The company offers two services, a full count, which launches a swarm of drones up to count up to 90,000 heads in about two hours, and automated services that fly over feed yards to give regular statistics to cattlemen on their herd.

“We’ve taken something that wasn’t verifiable outside of the human element,” Tyson Johnston, director of operations at HeadCount, told Drovers. “We aren’t trying to replace humans … we have a platform that integrates the human and technology variable.”
HeadCount is looking to be an accessory to humans doing their same job, because when something is as pricy as a ready to eat full cow, you don’t want to leave any chance of a software bug ruining your livelihood.
The company doesn’t hide the fact that what they’re doing out in the field isn’t super unique, they share in a promotional video that anyone can take a photo, the key is the quality control that happens after the fact. So in reality, there could even be a world where a ranch sends up their own DJI Mini drone, takes some photos, uploads them to HeadCount’s software, and then receives a count.

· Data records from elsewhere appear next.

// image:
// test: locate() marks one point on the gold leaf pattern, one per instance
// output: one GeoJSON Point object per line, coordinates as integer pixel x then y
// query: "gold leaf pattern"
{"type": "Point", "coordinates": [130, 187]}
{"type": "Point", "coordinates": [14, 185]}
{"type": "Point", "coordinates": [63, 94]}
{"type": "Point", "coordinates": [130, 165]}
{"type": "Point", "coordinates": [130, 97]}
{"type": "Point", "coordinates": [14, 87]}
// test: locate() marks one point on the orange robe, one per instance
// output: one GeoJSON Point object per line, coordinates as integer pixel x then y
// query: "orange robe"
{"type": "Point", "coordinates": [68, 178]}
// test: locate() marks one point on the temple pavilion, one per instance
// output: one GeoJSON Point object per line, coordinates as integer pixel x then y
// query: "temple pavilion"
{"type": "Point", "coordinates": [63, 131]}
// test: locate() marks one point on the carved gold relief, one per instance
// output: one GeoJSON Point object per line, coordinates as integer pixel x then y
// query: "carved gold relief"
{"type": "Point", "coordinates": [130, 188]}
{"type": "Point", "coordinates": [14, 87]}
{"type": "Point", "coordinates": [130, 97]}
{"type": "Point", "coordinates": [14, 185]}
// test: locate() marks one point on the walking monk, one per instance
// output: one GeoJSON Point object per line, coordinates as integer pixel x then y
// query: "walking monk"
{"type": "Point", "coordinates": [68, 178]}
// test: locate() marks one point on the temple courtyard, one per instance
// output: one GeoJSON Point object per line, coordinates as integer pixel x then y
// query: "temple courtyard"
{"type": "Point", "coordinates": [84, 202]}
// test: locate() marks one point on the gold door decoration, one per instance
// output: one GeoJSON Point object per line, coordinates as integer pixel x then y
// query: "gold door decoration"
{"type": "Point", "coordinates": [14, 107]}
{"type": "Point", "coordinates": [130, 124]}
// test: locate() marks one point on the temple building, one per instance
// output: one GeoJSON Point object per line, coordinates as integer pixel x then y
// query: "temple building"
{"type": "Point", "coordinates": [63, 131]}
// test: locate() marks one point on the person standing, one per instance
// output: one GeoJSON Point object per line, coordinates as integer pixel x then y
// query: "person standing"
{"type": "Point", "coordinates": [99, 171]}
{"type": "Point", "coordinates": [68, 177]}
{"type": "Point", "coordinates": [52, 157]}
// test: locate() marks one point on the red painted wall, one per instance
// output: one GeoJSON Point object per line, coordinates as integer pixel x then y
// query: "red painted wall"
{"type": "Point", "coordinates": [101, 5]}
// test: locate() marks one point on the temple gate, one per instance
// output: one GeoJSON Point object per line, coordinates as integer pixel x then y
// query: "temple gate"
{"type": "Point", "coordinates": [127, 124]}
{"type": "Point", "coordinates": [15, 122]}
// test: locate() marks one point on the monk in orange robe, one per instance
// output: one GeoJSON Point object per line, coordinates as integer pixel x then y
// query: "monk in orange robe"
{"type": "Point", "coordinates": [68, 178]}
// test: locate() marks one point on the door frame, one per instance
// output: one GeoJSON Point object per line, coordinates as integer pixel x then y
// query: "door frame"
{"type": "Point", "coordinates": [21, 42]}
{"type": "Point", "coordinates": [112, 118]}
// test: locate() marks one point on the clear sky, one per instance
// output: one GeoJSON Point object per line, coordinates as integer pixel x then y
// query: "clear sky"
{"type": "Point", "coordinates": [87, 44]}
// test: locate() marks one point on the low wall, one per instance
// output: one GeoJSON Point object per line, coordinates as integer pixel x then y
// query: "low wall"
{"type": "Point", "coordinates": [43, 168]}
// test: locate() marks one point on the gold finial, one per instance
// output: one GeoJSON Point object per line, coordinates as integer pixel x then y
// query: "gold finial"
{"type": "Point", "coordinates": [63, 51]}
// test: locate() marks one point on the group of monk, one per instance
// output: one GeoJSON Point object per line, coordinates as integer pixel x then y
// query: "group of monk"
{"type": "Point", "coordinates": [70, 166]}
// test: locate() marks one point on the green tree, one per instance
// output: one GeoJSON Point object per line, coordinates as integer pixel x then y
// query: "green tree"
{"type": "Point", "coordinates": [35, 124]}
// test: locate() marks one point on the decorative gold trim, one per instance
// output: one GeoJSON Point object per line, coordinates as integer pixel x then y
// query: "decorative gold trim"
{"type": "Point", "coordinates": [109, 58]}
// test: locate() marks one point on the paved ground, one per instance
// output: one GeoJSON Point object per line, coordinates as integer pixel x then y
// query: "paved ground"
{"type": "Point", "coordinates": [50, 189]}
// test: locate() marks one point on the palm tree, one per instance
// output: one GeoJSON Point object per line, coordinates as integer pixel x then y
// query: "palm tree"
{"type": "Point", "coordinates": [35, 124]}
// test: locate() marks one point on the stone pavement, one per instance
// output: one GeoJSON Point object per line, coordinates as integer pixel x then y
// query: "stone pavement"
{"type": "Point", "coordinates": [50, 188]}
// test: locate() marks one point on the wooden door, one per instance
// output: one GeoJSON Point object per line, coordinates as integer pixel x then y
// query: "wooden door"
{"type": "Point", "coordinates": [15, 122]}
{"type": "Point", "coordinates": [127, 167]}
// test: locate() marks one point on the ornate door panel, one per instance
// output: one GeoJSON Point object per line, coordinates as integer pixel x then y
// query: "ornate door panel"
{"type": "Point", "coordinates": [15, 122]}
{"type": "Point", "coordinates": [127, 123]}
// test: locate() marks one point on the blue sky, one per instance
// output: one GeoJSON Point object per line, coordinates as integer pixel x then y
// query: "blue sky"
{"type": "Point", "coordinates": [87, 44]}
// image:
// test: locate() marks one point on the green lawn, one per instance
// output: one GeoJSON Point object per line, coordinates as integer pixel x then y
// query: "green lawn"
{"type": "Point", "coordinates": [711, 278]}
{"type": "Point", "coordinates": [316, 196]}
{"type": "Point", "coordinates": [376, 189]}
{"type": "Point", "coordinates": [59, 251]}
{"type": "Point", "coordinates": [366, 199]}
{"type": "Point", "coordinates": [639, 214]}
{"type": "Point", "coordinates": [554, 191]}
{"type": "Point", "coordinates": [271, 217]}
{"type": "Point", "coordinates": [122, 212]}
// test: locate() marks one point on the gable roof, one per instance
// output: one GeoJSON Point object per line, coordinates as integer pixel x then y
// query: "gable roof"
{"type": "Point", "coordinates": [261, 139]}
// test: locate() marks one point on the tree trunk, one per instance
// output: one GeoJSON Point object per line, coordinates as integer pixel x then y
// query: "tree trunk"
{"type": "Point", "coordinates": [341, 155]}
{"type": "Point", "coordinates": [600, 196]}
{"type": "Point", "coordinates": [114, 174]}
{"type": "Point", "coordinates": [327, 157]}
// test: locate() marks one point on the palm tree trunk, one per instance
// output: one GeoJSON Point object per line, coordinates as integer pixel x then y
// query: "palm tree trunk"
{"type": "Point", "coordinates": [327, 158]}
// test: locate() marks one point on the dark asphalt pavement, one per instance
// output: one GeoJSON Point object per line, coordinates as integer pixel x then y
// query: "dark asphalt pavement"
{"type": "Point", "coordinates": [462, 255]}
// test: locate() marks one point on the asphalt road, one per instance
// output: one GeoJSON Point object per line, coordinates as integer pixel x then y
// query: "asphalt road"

And counting cattle isn’t the only thing HeadCount can do, it also provides services to track commodity tracking, ensuring ranchers have up to date numbers on their inventory.
Tech like this is what gets myself super excited about drones and the overarching technology. While it’s great to capture stunning photos or jaw dropping video, its crazy to think that a roughly $4,000 drone, a few hours of holding cattle in place, can change how a massive industry does one part of its business.